At the frontline of coronavirus

ER nurse Lauren Horrocks provides insight into the people working hard to keep the public safe


Lauren Horrocks

Lauren Horrocks, an ER nurse at Advocate Good Shepherd Hospital in Barrington, wears a mask and extra protection as the hospital makes preparations for COVID-19 testing and treatment.

Ciara Duncan, Staff Writer

While her daily routine usually consists of “organized chaos,” as of the past two weeks, ER nurse Lauren Horrocks says things have been “very busy.” 

These are the startling words from a person who deals with “injuries and lacerations to severe life threatening problems like heart attacks and strokes,” on the daily, as well as “lots of patients with influenza this season”.

Two and a half weeks ago, however the effects of the pandemic have been increasingly visible at Advocate Good Shepherd Hospital in Barrington where Horrocks works. 

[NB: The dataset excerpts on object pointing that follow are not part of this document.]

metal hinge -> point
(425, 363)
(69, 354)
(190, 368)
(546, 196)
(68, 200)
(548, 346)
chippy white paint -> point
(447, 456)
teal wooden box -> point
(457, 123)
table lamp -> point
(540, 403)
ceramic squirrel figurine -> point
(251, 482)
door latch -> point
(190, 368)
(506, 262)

Illinois first started to see signs of the pandemic at the end of January, with one case who came back from China. Then in early March there was the first community acquired case in Illinois,” she said. “That means they had no known contact from China, or a person with it. I would say in the past 1.5 weeks, and especially this week, we are seeing the beginnings of this pandemic really affecting us in the hospital, and it’s increasing daily.”

But, that’s the reality for workers like Horrocks: those working in the health industry, in retail, and the government. Unlike every other person being advised to take a break at the moment, these people can’t. Although they are putting themselves in harm’s way, Horrocks says precautions are being taken to protect themselves during the job.

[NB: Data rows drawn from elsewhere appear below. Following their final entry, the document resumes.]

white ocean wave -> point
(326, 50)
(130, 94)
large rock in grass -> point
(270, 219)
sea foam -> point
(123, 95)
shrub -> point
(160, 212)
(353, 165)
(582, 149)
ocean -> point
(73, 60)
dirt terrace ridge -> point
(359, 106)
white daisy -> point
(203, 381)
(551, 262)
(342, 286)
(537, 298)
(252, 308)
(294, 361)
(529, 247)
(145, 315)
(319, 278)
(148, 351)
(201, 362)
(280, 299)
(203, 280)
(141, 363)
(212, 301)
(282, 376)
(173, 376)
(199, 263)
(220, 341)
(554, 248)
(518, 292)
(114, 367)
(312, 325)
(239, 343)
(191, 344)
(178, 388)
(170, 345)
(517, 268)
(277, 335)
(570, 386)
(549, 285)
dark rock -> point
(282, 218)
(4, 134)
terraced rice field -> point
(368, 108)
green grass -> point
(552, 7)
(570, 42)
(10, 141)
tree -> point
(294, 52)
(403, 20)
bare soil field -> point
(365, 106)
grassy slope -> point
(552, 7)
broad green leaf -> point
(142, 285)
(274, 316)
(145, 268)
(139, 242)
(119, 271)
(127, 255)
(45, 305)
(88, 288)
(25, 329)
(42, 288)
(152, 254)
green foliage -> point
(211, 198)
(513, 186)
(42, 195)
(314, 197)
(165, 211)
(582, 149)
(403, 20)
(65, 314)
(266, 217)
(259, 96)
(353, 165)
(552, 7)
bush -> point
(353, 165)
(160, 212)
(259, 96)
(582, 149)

We need to make sure we are protecting ourselves and others from catching the virus and treating the patients…We are running a drive-up service to keep people out of the hospital for less spread,” she said. “I am taking PPE (personal protective equipment) on and off frequently, [including] goggles, mask, gown and gloves.”

Certain necessary materials are at risk of quickly running out. Healthcare workers are being encouraged to reuse their supplies, using alcohol spray and wipes to sanitize them before seeing the next patient. Some healthcare workers throughout America have started using the hashtag #getmePPE to voice their concerns. But, according to Horrocks, things won’t be slowing down anytime soon. 

“We are preparing for the upcoming period of time [with a higher volume] of COVID patients.”

Restrictions have been set in place to try to combat this spike in patients, including the recent Illinois lockdown order through at least April 7. Residents of Illinois are being advised to stay-at-home. 

Included in this directive, it is stated that gatherings of 10 or more people are prohibited. In-person socialization with people outside of your household is also prohibited. But, residents can still go to the grocery store, to the gas station, out for a walk, to the pharmacy, to grab takeout, to get dry cleaning, and to liquor stores and recreational cannabis dispensaries. According to Horrocks, these precautions are well worth it.

“Everyone should follow the recommendations for social distancing. I know, it is very hard, but hopefully it will prevent large numbers of people getting COVID-19 at the same time and overwhelming the healthcare system.”

Along with this, Horrocks advises people to “wash your hands frequently and avoid touching your face.” 

Though Horrocks is working hard during this pandemic, everyone needs to take the necessary precautions mentioned above if they want to see this situation improve. Nurses like Horrocks and many, many others endure tough, nerve-wracking work to protect and help everyone else.